Mardi Gras and More
- Paula Coder McCarthy
- Aug 13, 2021
- 2 min read
New Orleans Day 2

The day started out leisurely. I took my time getting ready and hopped on the Hop On and Hop Off bus around 11:00 a.m. for a 90-minute tour of New Orleans on a double-decker bus.

We toured the Garden District, the French Quarter, down Canal Street, past Bourbon Street, the Superdome and the Convention Center, and the Mardi Gras warehouse where they build the Mardi Gras floats.
New Orleans is under construction. I could still see remnants of Hurricane Katrina as many buildings were being renovated and remodeled. The tour guide told us sections of town where homes were worth millions of dollars and some that sold as starter homes for $300,000 within blocks of each other. It was a great idea to see the city and to obtain an overview of what is going on here on the ground before my stay got started.
I read an editorial in The Times-Picayune that helped me put the pieces of the town together even more.

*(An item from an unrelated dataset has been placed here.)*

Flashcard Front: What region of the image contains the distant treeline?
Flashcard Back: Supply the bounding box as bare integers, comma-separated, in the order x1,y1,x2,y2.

Recently, it made national news that the New Orleans Jazz Festival has been canceled for the fall. The festival draws 100,000 people each year and the guest editorial writer, Arthur Hardy, suggested it was a measure by the establishment to rattle the cages of the people basically saying - if you don’t get your COVID-19 vaccines Madi Gras will be canceled again this year. (Arthur Hardy is the publisher of the Mardi Gras Guide and a leading expert on the history of Carnival.)

For locals, Madi Gras is mammoth and it is based on large groups that they call krewes (crews with a k and an es). Each Krew member belongs to a float and apparently, they work on the floats all year in preparation for the parade. It becomes a social group of sorts. Some groups have floats and other groups design costumes all year. And of course, there is competition.
Some of the information above I acquired at a cocktail party after the opening session of my group meeting at the World War II Museum.
Sarah, our young leader who works for the museum, met our group in the lobby at 3:50 p.m. and we walked over to the 4D Solomon Victory Theater to see Beyond All Boundaries narrated by Tom Hanks.
To say I was moved is, to say the least. I will need to write an entire blog post on the film and this experience. My seat shook when the tanks moved over the horizon. It snowed on me when the troops were in the forests of Germany. I was on the beaches of Normandy, and I felt like I was in the cockpit of an airplane with enemy fire going off all around me.
And, I was in the jungle of the Philippines.
Of course, I couldn’t help thinking of my dad, and in the end, I was in tears.
Thank God, Sarah took us back over to the hotel for a complimentary glass of wine.

We ended our day with a cocktail party and dinner at Rosie’s Rooftop. As I became acquainted with some of my fellow travelers, I discovered one of the women on the tour was originally from Osage City, Kansas, but now lives in Williamsburg, Virginia.
It is a small world after all.
This is really great Paula. It makes everyone want to take the tour!
The film was amazing. So glad you are there.